Au tomber de la nuit, un sous-officier déguisé vint apporter l'ordre aux troupes de l'Hôtel de Ville de se replier sur les Tuileries. La retraite était rendue hasardeuse à cause des blessés que l'on ne voulait pas abandonner, et de l'artillerie difficile à passer à travers les barricades. Elle s'opéra cependant sans accident. Lorsque les troupes revinrent des différents quartiers de Paris, elles croyaient le roi et le dauphin arrivés de leur côté comme elles: cherchant en vain des yeux le drapeau blanc sur le pavillon de l'Horloge, elles firent entendre le langage énergique des camps.

Il n'est pas vrai, comme on le voit, que l'Hôtel de Ville ait été pris par la garde sur le peuple, et repris sur la garde par le peuple. Quand la garde y entra, elle n'éprouva aucune résistance, car il n'y avait personne, le préfet même était parti. Ces vantances affaiblissent et font mettre en doute les vrais périls. La garde fut mal engagée dans des rues tortueuses; la ligne, par son espèce de neutralité d'abord, et ensuite par sa défection, acheva le mal que des dispositions belles en théorie, mais peu exécutables en pratique, avaient commencé. Le 50e de ligne était arrivé pendant le combat à l'Hôtel de Ville; harassé de fatigue, on se hâta de le retirer dans l'enceinte de l'hôtel, et il prêta à des camarades épuisés ses entières et inutiles cartouches.

Le bataillon suisse resté au marché des Innocents fut dégagé par un autre bataillon suisse: ils vinrent l'un et l'autre aboutir au quai de l'École, et stationnèrent dans le Louvre.

Au reste, les barricades sont des retranchements qui appartiennent au génie parisien: on les retrouve dans tous nos troubles, depuis Charles V jusqu'à nos jours.

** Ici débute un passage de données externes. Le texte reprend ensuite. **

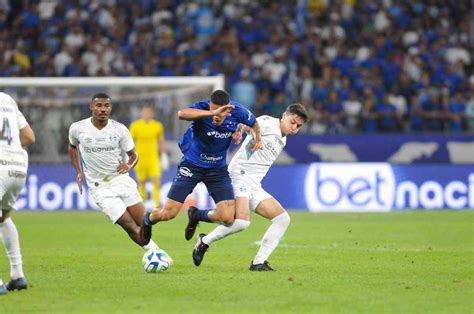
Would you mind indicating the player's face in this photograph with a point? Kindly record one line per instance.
(290, 124)
(101, 109)
(147, 113)
(216, 120)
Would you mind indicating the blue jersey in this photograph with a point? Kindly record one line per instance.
(204, 144)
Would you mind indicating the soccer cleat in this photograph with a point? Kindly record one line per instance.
(17, 284)
(192, 223)
(260, 267)
(199, 250)
(145, 229)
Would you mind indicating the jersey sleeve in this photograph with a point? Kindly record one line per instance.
(202, 105)
(133, 129)
(73, 135)
(244, 116)
(126, 140)
(21, 120)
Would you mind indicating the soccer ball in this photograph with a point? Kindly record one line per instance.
(156, 261)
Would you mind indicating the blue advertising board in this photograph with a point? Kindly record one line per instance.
(331, 187)
(393, 148)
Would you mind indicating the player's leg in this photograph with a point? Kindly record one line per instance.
(141, 175)
(241, 222)
(128, 224)
(271, 209)
(219, 185)
(155, 175)
(3, 289)
(183, 184)
(156, 190)
(10, 187)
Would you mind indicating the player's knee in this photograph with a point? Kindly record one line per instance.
(240, 225)
(4, 217)
(283, 219)
(227, 219)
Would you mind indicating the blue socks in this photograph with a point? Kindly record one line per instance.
(146, 219)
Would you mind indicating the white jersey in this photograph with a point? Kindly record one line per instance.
(12, 155)
(255, 164)
(100, 150)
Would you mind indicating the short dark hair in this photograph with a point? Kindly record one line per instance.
(299, 110)
(220, 97)
(100, 95)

«Le peuple voyant ces forces disposées par les rues, dit L'Estoile, commença à s'esmouvoir, et se firent les barricades en la manière que tous sçavent: plusieurs Suisses furent tués, qui furent enterrés en une fosse faicte au parvis de Notre-Dame; le duc de Guyse passant par les rues, c'estoit à qui crieroit le plus haut: Vive Guyse! et lui, baissant son grand chapeau, leur dict: Mes amis, c'est assez; messieurs, c'est trop; criez vive le roi!»

Pourquoi nos dernières barricades, dont le résultat a été puissant, gagnent-elles si peu à être racontées, tandis que les barricades de 1588, qui ne produisirent presque rien, sont si intéressantes à lire? Cela tient à la différence des siècles et des personnages: le XVIe siècle menait tout devant lui; le XIXe a laissé tout derrière: M. de Puyravault n'est pas encore le Balafré.